Thai Town is bordered by the neighborhoods of Los Feliz to the north and east, central Hollywood to the west, and Little Armenia to the south.

==Cultural significance==
In 2000 a Los Angeles Times writer said Thai Town was a place where

gourmands can stock up on bitter melon and round Thai eggplant. A Thai dessert shop offers preserved jackfruit, Pandan cookies and Kring Krang, crisply sweetened rice. The large Silom supermarket occupies the middle of a block near Hobart Boulevard, its exterior the rose-hued color of dusk with ornate trimming and a spirit house, draped with colorful garlands and a stone-faced Buddha image, guarding the entrance from destructive forces.
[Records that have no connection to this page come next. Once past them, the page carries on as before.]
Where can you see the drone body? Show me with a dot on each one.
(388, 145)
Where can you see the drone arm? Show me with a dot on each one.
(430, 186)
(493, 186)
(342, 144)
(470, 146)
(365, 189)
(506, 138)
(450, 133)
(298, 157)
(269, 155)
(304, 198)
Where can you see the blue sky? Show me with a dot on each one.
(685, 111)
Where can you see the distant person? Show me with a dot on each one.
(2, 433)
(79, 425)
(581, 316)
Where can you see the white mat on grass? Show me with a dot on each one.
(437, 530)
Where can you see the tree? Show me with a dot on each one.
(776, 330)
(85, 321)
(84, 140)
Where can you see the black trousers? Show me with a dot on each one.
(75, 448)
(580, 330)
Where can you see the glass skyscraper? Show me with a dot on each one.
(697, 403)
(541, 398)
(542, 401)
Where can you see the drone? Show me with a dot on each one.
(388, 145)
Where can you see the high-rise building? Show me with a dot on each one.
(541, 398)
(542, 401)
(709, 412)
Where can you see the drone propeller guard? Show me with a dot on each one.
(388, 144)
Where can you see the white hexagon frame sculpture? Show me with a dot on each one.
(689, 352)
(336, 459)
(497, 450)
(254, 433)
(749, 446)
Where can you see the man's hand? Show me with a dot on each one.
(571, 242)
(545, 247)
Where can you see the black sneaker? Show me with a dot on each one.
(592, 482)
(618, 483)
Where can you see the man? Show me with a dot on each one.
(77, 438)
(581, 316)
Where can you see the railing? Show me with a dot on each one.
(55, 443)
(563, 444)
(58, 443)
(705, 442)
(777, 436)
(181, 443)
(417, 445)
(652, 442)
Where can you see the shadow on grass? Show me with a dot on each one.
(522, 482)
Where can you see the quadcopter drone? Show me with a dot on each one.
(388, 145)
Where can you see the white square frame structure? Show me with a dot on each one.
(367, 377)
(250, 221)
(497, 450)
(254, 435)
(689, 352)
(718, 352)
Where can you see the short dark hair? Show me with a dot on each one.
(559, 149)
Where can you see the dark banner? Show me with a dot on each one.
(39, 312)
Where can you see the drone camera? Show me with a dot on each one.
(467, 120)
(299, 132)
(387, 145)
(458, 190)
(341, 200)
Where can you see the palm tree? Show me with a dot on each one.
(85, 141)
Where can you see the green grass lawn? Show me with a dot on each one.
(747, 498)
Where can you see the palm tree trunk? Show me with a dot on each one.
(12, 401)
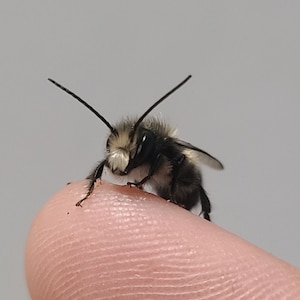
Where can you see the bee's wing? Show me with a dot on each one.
(203, 156)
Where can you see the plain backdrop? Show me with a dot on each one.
(242, 105)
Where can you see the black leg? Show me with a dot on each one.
(205, 203)
(153, 168)
(97, 173)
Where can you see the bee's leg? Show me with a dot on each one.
(153, 168)
(186, 188)
(97, 173)
(205, 203)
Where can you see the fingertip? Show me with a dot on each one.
(128, 244)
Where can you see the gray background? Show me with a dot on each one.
(242, 105)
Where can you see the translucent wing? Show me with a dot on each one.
(201, 155)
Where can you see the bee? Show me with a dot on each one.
(147, 150)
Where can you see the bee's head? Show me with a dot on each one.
(130, 144)
(128, 148)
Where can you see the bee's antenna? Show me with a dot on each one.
(84, 103)
(138, 122)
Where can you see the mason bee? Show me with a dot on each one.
(147, 150)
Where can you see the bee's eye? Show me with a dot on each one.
(141, 145)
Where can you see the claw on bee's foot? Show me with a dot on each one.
(135, 184)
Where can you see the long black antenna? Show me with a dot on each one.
(138, 122)
(84, 103)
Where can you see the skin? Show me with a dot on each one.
(127, 244)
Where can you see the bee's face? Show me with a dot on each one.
(126, 152)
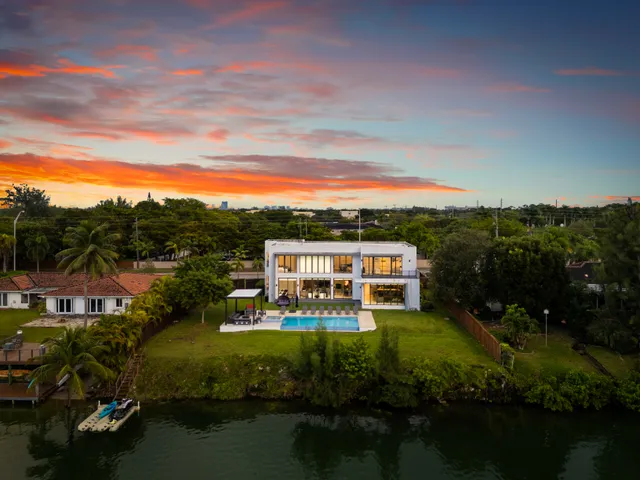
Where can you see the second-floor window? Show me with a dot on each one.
(382, 266)
(287, 264)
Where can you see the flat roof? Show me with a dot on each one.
(245, 293)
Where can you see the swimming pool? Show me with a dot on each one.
(309, 322)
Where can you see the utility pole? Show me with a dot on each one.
(137, 246)
(15, 237)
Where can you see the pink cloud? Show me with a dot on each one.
(589, 71)
(516, 88)
(218, 135)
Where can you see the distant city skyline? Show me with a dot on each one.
(313, 104)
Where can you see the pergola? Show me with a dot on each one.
(246, 294)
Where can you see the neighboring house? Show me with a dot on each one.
(376, 274)
(106, 295)
(585, 272)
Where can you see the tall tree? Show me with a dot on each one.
(458, 267)
(70, 354)
(33, 201)
(37, 249)
(7, 243)
(91, 252)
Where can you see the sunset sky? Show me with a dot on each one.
(338, 103)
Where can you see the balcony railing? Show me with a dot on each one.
(404, 274)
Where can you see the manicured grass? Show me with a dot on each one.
(11, 321)
(618, 365)
(556, 358)
(421, 334)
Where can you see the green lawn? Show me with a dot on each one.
(556, 358)
(421, 334)
(618, 365)
(10, 321)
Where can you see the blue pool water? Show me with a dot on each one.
(308, 322)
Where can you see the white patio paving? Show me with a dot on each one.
(365, 321)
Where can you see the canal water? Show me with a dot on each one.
(283, 441)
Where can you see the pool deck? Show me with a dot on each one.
(365, 322)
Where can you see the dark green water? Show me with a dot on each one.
(291, 441)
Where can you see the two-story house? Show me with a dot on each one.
(375, 274)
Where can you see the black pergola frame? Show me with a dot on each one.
(243, 294)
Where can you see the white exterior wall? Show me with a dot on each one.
(78, 305)
(14, 300)
(357, 250)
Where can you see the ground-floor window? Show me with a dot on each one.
(65, 305)
(383, 294)
(342, 288)
(288, 287)
(315, 288)
(96, 305)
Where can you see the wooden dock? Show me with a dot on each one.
(96, 424)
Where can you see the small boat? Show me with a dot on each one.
(108, 409)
Asian and Asian American Studies Professor, Mark Pandoongpatt observes that Thai restaurants in America do more than just feed customers, or provide a livelihood for owners and workers. They have also been a significant channel in which Thai-Americans justify the occupying of spaces. Additionally, these restaurants help serve as a 'culinary contact zone' which allow non-Thais to engage with Thai culture and the community through food.

==Demographics==
The neighborhood has been the home to immigrant groups, including Armenians and Latinos, for a long time, and Thai Americans began settling there in the 1960s. It is estimated that there are approximately 300,000 Armenians currently living in or near Thai Town.
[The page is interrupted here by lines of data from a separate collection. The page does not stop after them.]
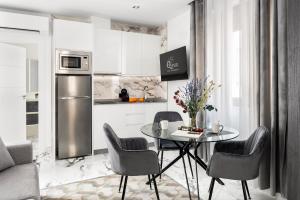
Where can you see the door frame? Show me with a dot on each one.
(43, 41)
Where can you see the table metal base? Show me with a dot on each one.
(185, 149)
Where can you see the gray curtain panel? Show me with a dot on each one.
(293, 152)
(197, 54)
(271, 41)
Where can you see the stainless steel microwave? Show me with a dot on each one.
(73, 62)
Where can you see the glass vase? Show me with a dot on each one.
(192, 120)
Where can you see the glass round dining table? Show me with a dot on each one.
(154, 130)
(186, 142)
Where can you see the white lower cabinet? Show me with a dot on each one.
(125, 119)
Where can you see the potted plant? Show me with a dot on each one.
(194, 96)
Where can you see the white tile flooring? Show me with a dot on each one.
(54, 173)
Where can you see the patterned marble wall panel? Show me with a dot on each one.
(109, 87)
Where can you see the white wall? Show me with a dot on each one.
(178, 36)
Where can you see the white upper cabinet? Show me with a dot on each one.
(72, 35)
(132, 53)
(150, 55)
(107, 57)
(141, 54)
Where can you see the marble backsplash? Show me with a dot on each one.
(109, 87)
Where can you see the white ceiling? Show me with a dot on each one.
(151, 12)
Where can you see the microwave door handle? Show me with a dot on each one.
(75, 97)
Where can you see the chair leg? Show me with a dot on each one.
(149, 179)
(155, 186)
(120, 186)
(247, 189)
(187, 181)
(161, 160)
(211, 188)
(244, 190)
(190, 165)
(124, 188)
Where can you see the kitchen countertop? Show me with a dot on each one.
(118, 101)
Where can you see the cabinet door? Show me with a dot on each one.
(132, 46)
(150, 55)
(72, 35)
(111, 114)
(107, 55)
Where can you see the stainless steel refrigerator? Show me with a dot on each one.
(73, 116)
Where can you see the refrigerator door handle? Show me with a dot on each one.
(76, 97)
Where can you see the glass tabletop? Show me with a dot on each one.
(153, 130)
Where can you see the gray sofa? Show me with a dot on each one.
(20, 181)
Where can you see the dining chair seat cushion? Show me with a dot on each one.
(6, 161)
(169, 145)
(239, 160)
(130, 156)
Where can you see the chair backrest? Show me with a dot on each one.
(257, 142)
(114, 147)
(171, 116)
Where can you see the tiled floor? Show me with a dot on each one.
(54, 173)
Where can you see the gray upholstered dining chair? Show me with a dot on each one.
(165, 145)
(238, 160)
(131, 157)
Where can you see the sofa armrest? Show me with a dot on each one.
(21, 153)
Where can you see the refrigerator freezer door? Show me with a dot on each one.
(72, 86)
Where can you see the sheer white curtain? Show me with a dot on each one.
(230, 60)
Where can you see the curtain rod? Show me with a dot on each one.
(19, 29)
The influx of Thai people into East Hollywood made the neighborhood a "point of entry" for the 80,000 Thais estimated to be living in Southern California. Many came with the intention to attend Southern California universities. Another pull factor was a historically booming restaurant industry at the time which attracted business owners in search of economic opportunity.

Data for the area show that 27% of households live below the poverty line—a rate 12 percentage points higher than the county average. Fueling the persistent poverty has been the arrival of thousands of working-class Thai immigrants in the last two decades who have flooded sweatshops, restaurant kitchens and, most recently, massage parlors, said Chancee Martorell, executive director of the Thai Community Development Center, which has conducted several studies on the plight of Thai Town.

==Public transport==
The area is served by the Metro B Line subway at the Hollywood/Western station in addition to Metro Local bus lines 2, 180, 206, 207, & 217.

==Holidays==
On the first Sunday in April, Thai Town celebrates Songkran, the Thai New Year, by closing off Hollywood Boulevard within its boundaries, and setting up food stands and entertainment on the street along with a parade on the street from New Hampshire Avenue to Winona Boulevard.

Songkran celebrations in Thai Town also include religious ceremonies, cultural performances, folk dances, along with collaboration with the Thai Christian Church.

In April 2011, proceeds from the celebration of Songkran Festival (Thai New Year) were donated to Japan’s Red Cross Earthquake and Tsunami Relief, to aid those affected by a recent earthquake and tsunami.

==Notable people ==
Kavee Thongprecha, nicknamed "Thai Elvis", is a former Elvis impersonator who performed at the restaurant Palms Thai.